The rates are filed with the state and are the same for each employer in a given county that falls under the small-group threshold, he notes. Not considered under community rating are such factors as an individual company's industry, average employee age or gender makeup, he explains.
So for example, firms with largely older employees could benefit, while firms with a younger workforce may not.
Pooled rates cut both ways
"I have clients on both sides," says Grisanti, noting the small-group market generally offers reduced plan options and less robust provider networks than the large-group market. "From what I've seen, most of my clients are going to see premium increases."
Recent federal legislation gave states the option to keep the small-group threshold at less than 50, says Kathleen Brennan, president of 360 Insurance Services, a Bohemia corporate benefits consulting firm. But state officials have opted to accept the expanded definition, she notes.
Matt Anderson, a spokesman for the New York State Department of Financial Services, which oversees the insurance industry, confirmed that: "Current state law requires the change to 100 for the threshold."

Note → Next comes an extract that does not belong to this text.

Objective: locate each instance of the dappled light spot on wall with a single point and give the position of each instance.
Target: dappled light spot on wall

"There's definitely trepidation in the marketplace," says Brennan, who spoke of the changes at a recent HIA-LI Health and Wellness Conference. Under small-group rules, firms also wouldn't be able to self-insure, she notes.
Some opt to renew early
To deal with the changes, some firms are renewing before their renewal dates, says Christine Ippolito, a principal at Compass Workforce Solutions, a Deer Park human resources consulting firm, and a moderator at the wellness conference.
"If my renewal is Jan, 1, I may do it Dec. 1," she notes, adding many carriers are providing this flexibility. It buys firms another year before they're lumped into the small-group market.

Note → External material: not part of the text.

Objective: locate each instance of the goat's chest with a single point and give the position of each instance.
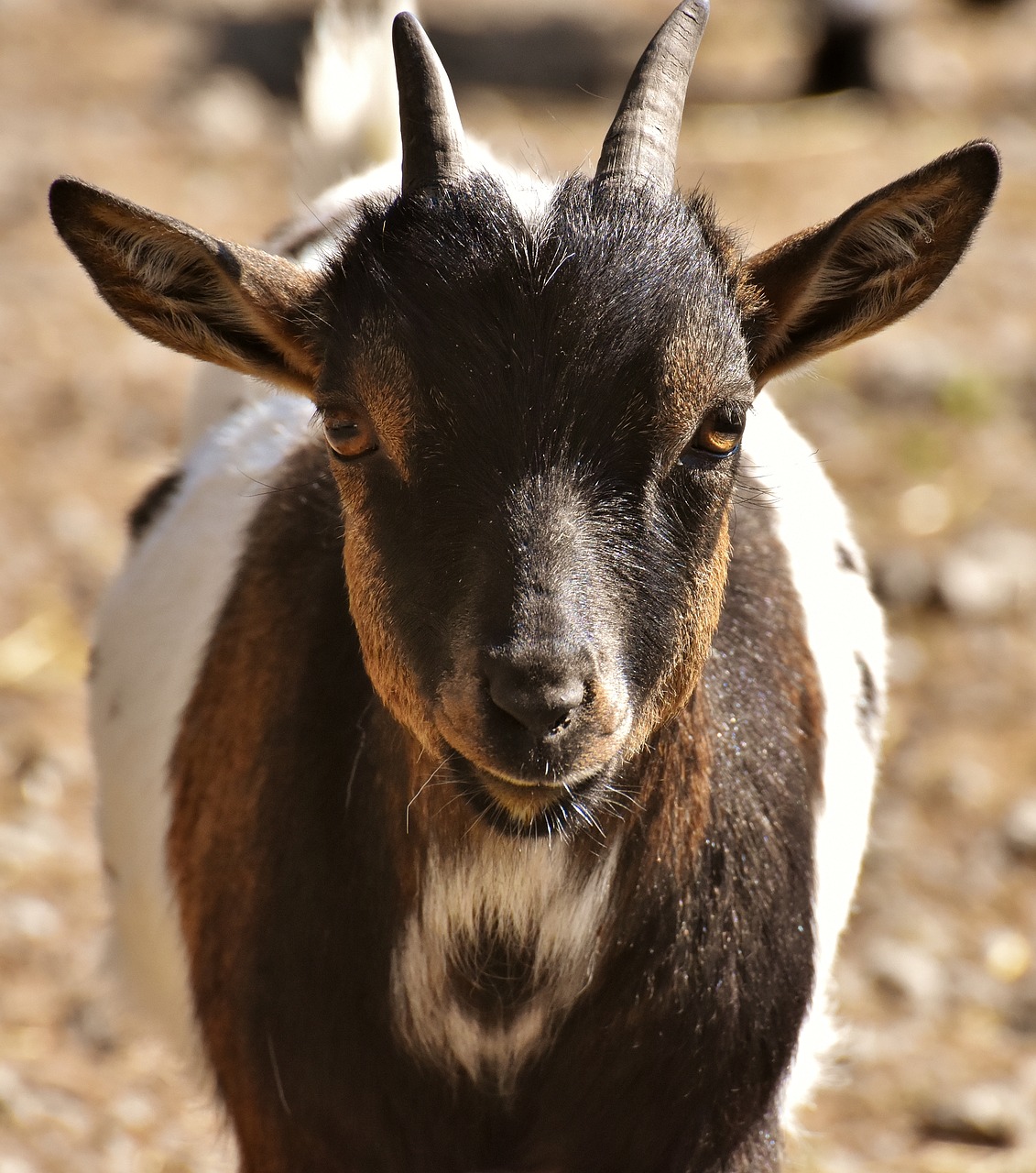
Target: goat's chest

Not every employer will experience higher rates, she notes. "The issue with community rating is it can go either way," she says. "Regardless of your group [makeup], everyone pays the same."
For the 90-person law firm of Picciano & Scahill in Westbury, a Compass client, a switch to community rating will likely mean higher premiums in September come renewal, managing partner Frank Scahill says. "They don't take into account the demographics of your firm," he notes, adding 75 percent of his firm's employees are younger than 50. "I think it's going to cost midsized companies more."
Other firms are looking into options including health savings accounts, health reimbursement arrangements and joining a larger Professional Employer Organization to take advantage of economies of scale, Grisanti says.